Now Defense Contractors Are Lecturing Us On Morality?
Posted by Joshua Holland, AlterNet at 9:59 AM on January 20, 2008.
The Washington Post offers us a Very Serious Perspective on the occupation of Iraq, penned by one Nate Slate, a retired Army colonel ...
He Explained Iraq to Me. Now I Have to Explain America.
Not long ago, I finally succeeded in arranging for my Iraqi cultural adviser to move to the safety of the United States. My adviser -- whom I'll call by his tribal name, al-Dulaimi -- helped me navigate the thickets of local culture and politics when I served in Iraq during the first year of the war.
As we drove from the airport down an Oklahoma highway in the darkness, Dulaimi told me that he'd watched the Democratic presidential debates while waiting for his flight out West. "They all talked about leaving Iraq," he said of the candidates. "They're just saying that to get votes, aren't they?

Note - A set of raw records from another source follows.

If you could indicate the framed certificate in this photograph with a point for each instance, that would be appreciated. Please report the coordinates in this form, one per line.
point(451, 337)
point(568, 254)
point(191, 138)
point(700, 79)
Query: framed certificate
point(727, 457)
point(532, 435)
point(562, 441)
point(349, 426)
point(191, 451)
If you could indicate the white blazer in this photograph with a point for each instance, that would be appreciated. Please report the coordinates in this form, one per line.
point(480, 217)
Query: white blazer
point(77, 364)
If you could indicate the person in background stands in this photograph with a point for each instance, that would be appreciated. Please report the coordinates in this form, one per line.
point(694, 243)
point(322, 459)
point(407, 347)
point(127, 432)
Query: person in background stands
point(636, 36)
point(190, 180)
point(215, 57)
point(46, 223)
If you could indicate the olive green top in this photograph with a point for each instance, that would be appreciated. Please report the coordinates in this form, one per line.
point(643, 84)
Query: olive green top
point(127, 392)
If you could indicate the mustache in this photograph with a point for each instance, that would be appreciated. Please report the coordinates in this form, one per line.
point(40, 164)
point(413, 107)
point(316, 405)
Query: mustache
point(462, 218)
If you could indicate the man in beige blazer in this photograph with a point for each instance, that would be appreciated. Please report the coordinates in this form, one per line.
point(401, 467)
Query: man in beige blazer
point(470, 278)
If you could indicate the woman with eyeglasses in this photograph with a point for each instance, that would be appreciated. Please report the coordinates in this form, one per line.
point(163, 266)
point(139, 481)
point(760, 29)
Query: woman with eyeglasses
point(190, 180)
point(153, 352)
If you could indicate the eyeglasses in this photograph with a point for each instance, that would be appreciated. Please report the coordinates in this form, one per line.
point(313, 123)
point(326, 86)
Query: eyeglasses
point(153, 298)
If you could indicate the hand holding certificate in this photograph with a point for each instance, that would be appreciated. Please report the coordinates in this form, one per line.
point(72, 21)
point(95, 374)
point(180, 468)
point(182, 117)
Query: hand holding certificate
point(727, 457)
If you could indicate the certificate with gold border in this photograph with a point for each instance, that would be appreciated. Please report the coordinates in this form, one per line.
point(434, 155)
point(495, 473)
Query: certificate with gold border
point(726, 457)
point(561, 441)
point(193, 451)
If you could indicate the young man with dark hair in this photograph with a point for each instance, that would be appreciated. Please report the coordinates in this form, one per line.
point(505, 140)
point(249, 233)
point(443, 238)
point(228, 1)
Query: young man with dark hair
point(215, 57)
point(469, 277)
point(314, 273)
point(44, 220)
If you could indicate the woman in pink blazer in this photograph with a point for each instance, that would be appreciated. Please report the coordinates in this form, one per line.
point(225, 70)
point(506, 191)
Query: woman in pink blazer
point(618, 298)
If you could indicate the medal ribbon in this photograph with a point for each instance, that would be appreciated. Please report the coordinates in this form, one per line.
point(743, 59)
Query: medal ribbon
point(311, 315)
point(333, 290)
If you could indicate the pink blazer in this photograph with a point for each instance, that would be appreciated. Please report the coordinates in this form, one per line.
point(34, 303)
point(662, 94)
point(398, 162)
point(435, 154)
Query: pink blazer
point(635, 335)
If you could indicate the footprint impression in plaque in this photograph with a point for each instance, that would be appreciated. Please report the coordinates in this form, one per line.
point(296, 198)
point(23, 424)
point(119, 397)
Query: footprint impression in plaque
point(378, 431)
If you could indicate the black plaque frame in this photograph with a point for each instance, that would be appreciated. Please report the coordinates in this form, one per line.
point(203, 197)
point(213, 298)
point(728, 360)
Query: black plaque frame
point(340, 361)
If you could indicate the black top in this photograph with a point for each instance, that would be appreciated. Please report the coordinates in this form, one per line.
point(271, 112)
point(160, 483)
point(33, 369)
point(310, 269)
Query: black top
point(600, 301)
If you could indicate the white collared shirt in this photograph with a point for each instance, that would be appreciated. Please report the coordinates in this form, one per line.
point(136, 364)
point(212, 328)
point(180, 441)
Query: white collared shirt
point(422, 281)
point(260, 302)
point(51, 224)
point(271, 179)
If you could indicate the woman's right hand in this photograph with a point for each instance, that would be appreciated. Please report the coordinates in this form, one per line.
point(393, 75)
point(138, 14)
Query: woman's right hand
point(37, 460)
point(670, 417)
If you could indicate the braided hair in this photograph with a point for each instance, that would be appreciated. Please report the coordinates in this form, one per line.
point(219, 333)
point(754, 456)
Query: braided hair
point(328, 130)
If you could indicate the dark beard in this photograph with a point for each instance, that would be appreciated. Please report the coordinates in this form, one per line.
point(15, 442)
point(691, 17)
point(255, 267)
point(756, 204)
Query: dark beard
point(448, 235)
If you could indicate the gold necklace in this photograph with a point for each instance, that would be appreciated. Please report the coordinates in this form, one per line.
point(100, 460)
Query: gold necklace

They would never do that, would they?"
His plaintive question gave me pause. Of course, Dulaimi wouldn't understand American politics, or the way some Americans would view this war. After all, he had known American soldiers who were selfless and dedicated. Who cherished Army values. Who had committed their lives to each other and this cause.
So it would seem impossible to Dulaimi that the United States might give up. The Americans he knew, the ones he had risked his life (and the lives of his family members) to support, would never "cut and run."
The tag-line's worth noting too:
Nate Slate, a recently retired Army colonel, works for a defense contractor.
So, we've got a militaristic ideologue -- someone who thinks ending a disastrous occupation is "cutting and running" -- but also one with an apparent financial stake in propping up American adventurism. Thank God we have a liberal media that gives him a prime platform from which to disseminate his views.
But that's an aside; what fascinates me is that people -- including DC lawmakers -- will take this rather clunky bit of propaganda seriously. This, after all, is an officer who took advantage of DC's proverbial revolving door and became a "defense contractor," and is now writing about getting one of the very few Iraqis who have gained asylum in the U.S. out of the country. The irony of using this "cultural adviser" as an example of American good will is that he needed to flee his native country because he was marked for death for collaborating with an almost universally loathed occupation force.